¡Hay que picar!
Varilarguero, jaco y res | Manuel Vaquero |
Tan joven, a mis veinticuatro primaveras, como mal aficionado e ignorante, en comparación con tantos y tantos ilustres aficionados, banderilleros, matadores o periodistas del mundillo en nuestros tiempos (si comenzara a nombrar, imposible detenerme: Pedrín Sevilla, José Morente, Álvaro Acevedo, Domingo Delgado de la Cámara, Luis Miguel Parrado, Antonio Díaz, Curro Escarcena, Antonio Pineda Valde, Álvaro Ruiz del Moral, Luis A. Martín, Julián H. Ibáñez...), acudí, por primera vez, el pasado treinta de septiembre, a Las Ventas del Espíritu Santo, con reses de El Puerto de San Lorenzo para Miguel Ángel Perera, quien abrió la puerta grande, no sin polémica, entre acusada algarabía nacional, debido al ilegal referéndum catalán; Juan del Álamo; y Alberto López Simón. Hasta observé el magisterio de Florito y sus bueyes.
Alojado en un hotelucho de extrarradio, próximo a IFEMA, casi no llego a tiempo. Madrid, tan inspiradora como caótica, gusta y disgusta a partes iguales. Agrada por historia, bohemia, monumentos, parques, gentes y maravillosos bocatas de calamares. Desagrada, amén de su estrés continuo, colapso incesante, presente en cualquier callejuela; e irrefrenable ritmo vital, cercano a lo infartante. Ruego disculpen ofendidos por mis palabras: soy cateto capitalino, de Sevilla, Híspalis o Isbilya, según etapa histórica y gustos personales: donde sólo existen dos líneas de metro que ni siquiera atraviesan mi distrito; un boquiabierto confeso al visitar la capital, ante semejante magnanimidad de ministerios, museos y grandes vías.

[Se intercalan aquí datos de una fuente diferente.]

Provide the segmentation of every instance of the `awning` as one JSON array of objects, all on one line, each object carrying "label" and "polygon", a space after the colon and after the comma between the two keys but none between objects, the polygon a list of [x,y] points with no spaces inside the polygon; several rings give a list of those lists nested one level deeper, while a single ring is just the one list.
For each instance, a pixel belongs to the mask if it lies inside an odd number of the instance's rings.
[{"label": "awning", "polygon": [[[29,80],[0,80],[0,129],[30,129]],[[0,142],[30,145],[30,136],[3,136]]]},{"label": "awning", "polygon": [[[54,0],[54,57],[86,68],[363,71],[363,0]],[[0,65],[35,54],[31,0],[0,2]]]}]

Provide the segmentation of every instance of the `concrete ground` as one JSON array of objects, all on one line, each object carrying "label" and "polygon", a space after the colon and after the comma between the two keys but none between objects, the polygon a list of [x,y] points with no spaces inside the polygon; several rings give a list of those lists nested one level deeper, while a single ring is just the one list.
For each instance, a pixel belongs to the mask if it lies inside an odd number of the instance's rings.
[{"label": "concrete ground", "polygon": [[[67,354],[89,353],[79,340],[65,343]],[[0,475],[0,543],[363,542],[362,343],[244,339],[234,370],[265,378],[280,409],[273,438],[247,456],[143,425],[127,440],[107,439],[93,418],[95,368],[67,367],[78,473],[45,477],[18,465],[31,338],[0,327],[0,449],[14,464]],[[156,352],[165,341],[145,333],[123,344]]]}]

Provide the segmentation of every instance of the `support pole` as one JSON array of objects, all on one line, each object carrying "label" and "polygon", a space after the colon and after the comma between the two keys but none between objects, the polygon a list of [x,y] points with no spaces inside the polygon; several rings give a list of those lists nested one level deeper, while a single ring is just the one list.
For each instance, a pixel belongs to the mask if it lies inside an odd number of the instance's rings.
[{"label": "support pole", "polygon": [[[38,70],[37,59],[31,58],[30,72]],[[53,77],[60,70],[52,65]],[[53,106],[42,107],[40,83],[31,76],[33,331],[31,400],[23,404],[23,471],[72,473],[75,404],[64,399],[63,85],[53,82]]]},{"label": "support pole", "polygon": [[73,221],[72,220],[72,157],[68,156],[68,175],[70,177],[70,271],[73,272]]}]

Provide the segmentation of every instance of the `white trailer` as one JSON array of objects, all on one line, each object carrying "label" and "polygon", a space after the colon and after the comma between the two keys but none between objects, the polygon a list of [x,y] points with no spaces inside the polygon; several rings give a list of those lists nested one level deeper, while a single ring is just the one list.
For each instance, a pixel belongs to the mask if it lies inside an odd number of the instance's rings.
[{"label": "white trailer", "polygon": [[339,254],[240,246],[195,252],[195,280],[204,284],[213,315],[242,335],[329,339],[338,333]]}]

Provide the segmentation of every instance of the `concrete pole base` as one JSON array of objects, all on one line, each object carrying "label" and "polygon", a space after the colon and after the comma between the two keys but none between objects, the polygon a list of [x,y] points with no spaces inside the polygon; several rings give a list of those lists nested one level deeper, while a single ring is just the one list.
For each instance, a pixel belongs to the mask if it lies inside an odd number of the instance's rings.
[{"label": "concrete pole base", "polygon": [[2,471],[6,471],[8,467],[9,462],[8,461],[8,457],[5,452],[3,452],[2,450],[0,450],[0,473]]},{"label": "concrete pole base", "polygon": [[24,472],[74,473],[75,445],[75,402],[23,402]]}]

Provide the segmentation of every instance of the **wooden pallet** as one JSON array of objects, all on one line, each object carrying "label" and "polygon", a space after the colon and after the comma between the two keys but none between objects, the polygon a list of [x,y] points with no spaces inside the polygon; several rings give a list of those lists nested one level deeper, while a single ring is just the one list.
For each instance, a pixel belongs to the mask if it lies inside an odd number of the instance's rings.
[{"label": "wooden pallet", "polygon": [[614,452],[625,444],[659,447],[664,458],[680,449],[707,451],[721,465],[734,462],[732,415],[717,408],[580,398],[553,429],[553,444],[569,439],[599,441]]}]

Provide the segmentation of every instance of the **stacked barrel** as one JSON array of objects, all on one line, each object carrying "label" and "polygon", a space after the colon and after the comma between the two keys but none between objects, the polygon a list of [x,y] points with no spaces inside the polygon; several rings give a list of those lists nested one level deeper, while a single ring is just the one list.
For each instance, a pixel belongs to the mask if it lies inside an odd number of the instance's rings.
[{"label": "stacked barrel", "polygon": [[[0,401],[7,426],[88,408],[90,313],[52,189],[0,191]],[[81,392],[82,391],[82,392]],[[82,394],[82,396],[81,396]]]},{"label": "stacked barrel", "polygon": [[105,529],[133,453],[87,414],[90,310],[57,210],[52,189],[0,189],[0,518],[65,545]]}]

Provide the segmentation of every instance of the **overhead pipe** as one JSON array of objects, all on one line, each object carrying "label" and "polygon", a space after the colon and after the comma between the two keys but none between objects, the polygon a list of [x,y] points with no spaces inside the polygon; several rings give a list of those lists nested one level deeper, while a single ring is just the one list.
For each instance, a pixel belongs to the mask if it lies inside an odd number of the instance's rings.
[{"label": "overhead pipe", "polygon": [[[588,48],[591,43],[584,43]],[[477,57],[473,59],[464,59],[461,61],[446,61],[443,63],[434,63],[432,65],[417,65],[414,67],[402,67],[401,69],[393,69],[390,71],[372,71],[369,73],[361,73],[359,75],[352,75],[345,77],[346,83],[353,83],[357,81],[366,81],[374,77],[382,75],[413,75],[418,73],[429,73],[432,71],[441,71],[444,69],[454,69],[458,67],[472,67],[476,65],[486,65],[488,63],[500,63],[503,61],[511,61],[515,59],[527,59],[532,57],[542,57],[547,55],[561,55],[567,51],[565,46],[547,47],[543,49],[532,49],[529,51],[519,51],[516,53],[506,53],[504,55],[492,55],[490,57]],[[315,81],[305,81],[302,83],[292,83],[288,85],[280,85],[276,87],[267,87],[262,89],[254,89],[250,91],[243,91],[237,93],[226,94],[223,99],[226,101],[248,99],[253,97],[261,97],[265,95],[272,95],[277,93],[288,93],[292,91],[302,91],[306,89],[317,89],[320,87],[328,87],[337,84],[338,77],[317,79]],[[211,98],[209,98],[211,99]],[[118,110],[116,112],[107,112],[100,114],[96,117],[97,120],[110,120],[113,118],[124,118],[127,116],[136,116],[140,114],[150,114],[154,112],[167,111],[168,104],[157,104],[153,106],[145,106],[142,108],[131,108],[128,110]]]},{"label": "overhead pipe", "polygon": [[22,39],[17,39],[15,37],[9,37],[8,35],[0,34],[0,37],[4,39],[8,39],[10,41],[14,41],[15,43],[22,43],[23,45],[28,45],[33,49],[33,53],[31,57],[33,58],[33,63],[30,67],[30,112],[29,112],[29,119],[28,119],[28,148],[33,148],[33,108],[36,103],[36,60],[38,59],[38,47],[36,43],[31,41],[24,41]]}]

A estas alturas, habrá dejado de leer esta seudocrónica de viajes no pretendida. Aquella jornada confluí con el famosillo siete, tendido más chulapo del barrio de Ventas, cuna de Antonio Chenel: "reventaores", para unos; apóstoles del dios Tauro, según otros. Una congregación, preparada con pañuelos verdes, traídos desde casa, gritona, durante dos horas y dispuesta a influenciar hasta el último asiento de la última andanada, donde Esperanza Aguirre, vestida de mocita, alegra la vista de madriles y extraños, en compañía de su peña.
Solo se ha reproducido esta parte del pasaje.